The file in front of him had her name on it.

He opened it, examined the photograph and then her. Her black hair, cropped militantly short in the picture, was now past her shoulder, but she imagined the frown on her face was pretty much the same. ‘It is me,’ she said helpfully.

He actually smiled. ‘Thank you for coming,’ he said.

‘I was not conscious of any choice in the matter.’

He scratched his head. ‘It’s a grey area,’ he admitted, ‘but…’ He let the thought process die. ‘I would like to just check some of the details we have here…’ He looked up for acquiescence.

She nodded.

‘You came to the UK in July 1975, and were granted political asylum in September of the same year…that was quick,’ he interrupted himself, glancing up at her again.

‘It didn’t seem so,’ she said, though she knew her father’s money had somehow smoothed the path for her. She had friends and acquaintances who were still, seven years later, living in fear of being sent back to the torturers.

He grunted and moved on. ‘Since your arrival you have completed a further degree at the London School of Economics and had a succession of jobs, all of which you have left voluntarily.’ He glanced up at her, as if in wonderment at someone who could happily throw jobs away in such difficult times. ‘I presume you have a private source of income from your parents?’

‘Not any more.’ Her father had died four years ago, and her mother had cut all contact since marrying some high-ranking naval bureaucrat. ‘I live within my means,’ she said curtly.

He shrugged. ‘Currently you have two part-time jobs, one with a travel agency specializing in Latin-American destinations, the other in an Italian restaurant in Islington.’

‘Yes.’

‘Before you left Argentina you were an active member of the ERP – the Popular Revolutionary Army, correct? – from October 1973 until the time of your departure from Argentina. You admitted being involved in two kidnappings and one bank robbery.’

‘“Admitted” sounds like a confession of guilt. I did not feel guilty.’

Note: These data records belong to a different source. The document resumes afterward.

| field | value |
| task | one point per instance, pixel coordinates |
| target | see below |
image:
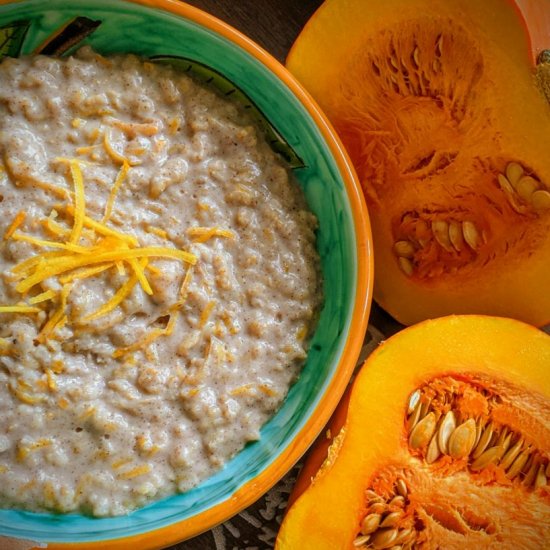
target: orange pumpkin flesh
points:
(437, 105)
(464, 384)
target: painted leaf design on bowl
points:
(12, 37)
(206, 75)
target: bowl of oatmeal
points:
(185, 272)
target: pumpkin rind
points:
(438, 107)
(328, 513)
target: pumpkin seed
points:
(455, 236)
(370, 524)
(514, 171)
(413, 419)
(540, 480)
(378, 508)
(404, 249)
(384, 538)
(401, 488)
(503, 444)
(471, 234)
(531, 474)
(397, 501)
(404, 536)
(462, 440)
(511, 454)
(526, 186)
(361, 540)
(391, 519)
(433, 452)
(486, 458)
(440, 229)
(480, 427)
(424, 407)
(518, 464)
(484, 441)
(413, 401)
(406, 266)
(422, 433)
(540, 200)
(373, 496)
(446, 428)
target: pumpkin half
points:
(445, 444)
(448, 127)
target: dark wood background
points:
(274, 25)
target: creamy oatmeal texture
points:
(158, 285)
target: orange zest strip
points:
(17, 221)
(103, 229)
(79, 201)
(138, 270)
(116, 186)
(56, 266)
(54, 228)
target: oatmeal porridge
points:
(158, 282)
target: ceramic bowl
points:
(152, 28)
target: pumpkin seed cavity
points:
(418, 73)
(465, 431)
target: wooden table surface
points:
(274, 25)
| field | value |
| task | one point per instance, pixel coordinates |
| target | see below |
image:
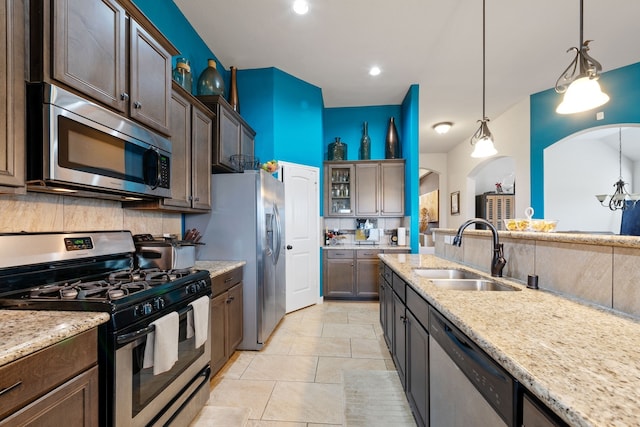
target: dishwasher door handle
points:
(462, 344)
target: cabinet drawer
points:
(387, 273)
(222, 282)
(37, 374)
(367, 253)
(418, 306)
(342, 253)
(399, 287)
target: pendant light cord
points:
(484, 60)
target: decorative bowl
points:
(525, 224)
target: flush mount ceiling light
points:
(619, 198)
(579, 81)
(442, 127)
(300, 7)
(482, 140)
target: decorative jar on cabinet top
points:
(337, 150)
(210, 81)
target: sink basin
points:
(471, 285)
(439, 273)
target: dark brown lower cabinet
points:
(55, 386)
(226, 325)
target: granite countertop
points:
(23, 332)
(352, 245)
(585, 238)
(581, 361)
(218, 267)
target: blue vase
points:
(210, 81)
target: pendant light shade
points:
(483, 145)
(579, 81)
(583, 94)
(482, 140)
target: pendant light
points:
(579, 81)
(620, 197)
(482, 140)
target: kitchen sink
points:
(440, 273)
(471, 285)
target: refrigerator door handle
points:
(278, 232)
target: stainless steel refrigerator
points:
(246, 223)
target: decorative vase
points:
(233, 90)
(392, 144)
(210, 81)
(182, 73)
(337, 150)
(365, 143)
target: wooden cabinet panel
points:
(398, 340)
(375, 189)
(367, 189)
(201, 138)
(75, 403)
(418, 368)
(107, 50)
(12, 96)
(149, 81)
(218, 344)
(89, 46)
(339, 278)
(32, 376)
(226, 317)
(231, 134)
(234, 310)
(392, 189)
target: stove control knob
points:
(144, 309)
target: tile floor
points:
(318, 369)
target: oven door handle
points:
(132, 336)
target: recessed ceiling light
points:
(442, 127)
(300, 7)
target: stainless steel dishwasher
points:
(467, 388)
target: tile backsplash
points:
(38, 212)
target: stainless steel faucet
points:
(497, 259)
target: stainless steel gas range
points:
(96, 271)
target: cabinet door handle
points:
(8, 389)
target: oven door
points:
(141, 398)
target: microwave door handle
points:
(155, 182)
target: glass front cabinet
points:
(339, 193)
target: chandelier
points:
(579, 81)
(619, 198)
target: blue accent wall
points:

‘Of course…’ he said patiently.

‘It is a grey area, perhaps,’ she said.

He smiled again. ‘You are not on trial here,’ he said. ‘Now, am I correct in thinking that the ERP was a group with internationalist leanings, unlike those who regarded themselves as nationalist Peronistas?’

‘You have done your homework well,’ she said, wondering what all this could be leading to. ‘I suppose it would do no good to ask who I am talking to?’

‘I’m sorry,’ he said, ‘my name is Baldwin, Phillip Baldwin.’

‘And you work for?’

‘Oh, the Foreign Office, of course.’

‘And what is this all about? Is the Foreign Office worried that the exile community is going to undertake a campaign of sabotage against the war effort?’

This time he did not smile. ‘How do you view your government’s invasion of the Falkland Islands, Ms Fuentes?’

‘As just one more attempt to divert the attention of my country’s people from their rulers’ cruelty and incompetence.’

‘Ah,’ he said, twiddling his pen and looking out of the window. ‘In that case, would you consider returning to your country to work for us?’